There’s a surprising phenomenon taking place in Medicare spending — and it points to the need to look deeper when it comes to healthcare cost containment.
For years, Medicare was viewed as the nation’s “budget buster,” with spending spiraling so quickly that some budget experts predicted no amount of tax money could sustain it. And then, the continual rise in spending per beneficiary stopped.
Suddenly, the trajectory of Medicare spending decreased after 2011 and has held fairly steady since then. Just as startling: “No one is quite sure why,” The New York Times reports.
There are guesses from experts that sound plausible. One professor says the push for greater value in care has made clinicians and leaders more cost-conscious. It’s also possible that amid healthcare cost control efforts, Medicare patients haven’t received their treatments of choice. COVID-19 also could have played a role: Seniors who survived the pandemic have lower average morbidity and are so far less expensive to treat.
The New York Times article also highlights the $3.9 trillion in lower spending from the flattened cost curve over the past 12 years. However, the truth is Medicare spending and the increasing cost — as well as healthcare spending in general — remain top concerns for the nation. Unless we know what works and what doesn’t in achieving cost effectiveness of health, we will struggle to achieve a sustainable system of care.
Clearly, our collective efforts to improve quality of care or reduce healthcare costs are neither optimal nor sustainable. Nearly 25% of healthcare spending is considered waste, and there are indications it is getting worse.
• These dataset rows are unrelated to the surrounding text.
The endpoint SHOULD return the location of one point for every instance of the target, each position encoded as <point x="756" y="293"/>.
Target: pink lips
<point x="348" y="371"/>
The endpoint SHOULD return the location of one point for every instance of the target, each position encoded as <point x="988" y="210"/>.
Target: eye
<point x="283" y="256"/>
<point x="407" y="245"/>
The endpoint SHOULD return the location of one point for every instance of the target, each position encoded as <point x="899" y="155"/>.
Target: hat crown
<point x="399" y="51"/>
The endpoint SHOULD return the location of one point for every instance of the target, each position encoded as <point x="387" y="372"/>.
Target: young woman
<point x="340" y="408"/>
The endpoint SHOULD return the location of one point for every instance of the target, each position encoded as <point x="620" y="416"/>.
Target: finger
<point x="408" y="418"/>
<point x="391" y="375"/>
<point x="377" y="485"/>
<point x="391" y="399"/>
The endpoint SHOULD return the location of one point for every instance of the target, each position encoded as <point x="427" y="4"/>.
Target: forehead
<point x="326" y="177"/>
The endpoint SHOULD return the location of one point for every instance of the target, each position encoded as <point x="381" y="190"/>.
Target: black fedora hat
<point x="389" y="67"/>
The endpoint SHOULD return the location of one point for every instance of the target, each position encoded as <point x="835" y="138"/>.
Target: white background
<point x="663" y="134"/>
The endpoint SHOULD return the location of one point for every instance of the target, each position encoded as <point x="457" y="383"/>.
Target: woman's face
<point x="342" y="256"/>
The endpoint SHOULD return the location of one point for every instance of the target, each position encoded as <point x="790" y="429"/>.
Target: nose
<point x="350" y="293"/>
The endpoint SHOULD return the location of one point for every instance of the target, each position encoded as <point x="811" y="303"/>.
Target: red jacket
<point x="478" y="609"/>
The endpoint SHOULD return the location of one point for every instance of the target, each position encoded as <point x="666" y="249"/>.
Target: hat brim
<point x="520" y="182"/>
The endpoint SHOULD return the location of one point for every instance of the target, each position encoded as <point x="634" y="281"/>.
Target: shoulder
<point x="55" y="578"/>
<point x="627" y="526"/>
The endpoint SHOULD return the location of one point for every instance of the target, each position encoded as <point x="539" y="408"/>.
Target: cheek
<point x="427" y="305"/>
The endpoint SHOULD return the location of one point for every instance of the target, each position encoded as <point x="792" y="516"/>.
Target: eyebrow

Medicare Advantage, perhaps the most significant payment innovation and a vehicle for advancing value-based care, is beginning to experience attrition among provider organizations willing to contract with these plans. The weight of prior authorizations, denials and other frictional costs appears to be overwhelming the potential value of aligning payment and care models.
As many as 61% of healthcare professionals today believe the move toward value could be slowed by current financial conditions. At such a time, we must consider: How could healthcare finance take the lead in reducing administrative waste, especially if part of what’s wasteful stems from billing?
The future of our healthcare system depends on our ability to answer this question.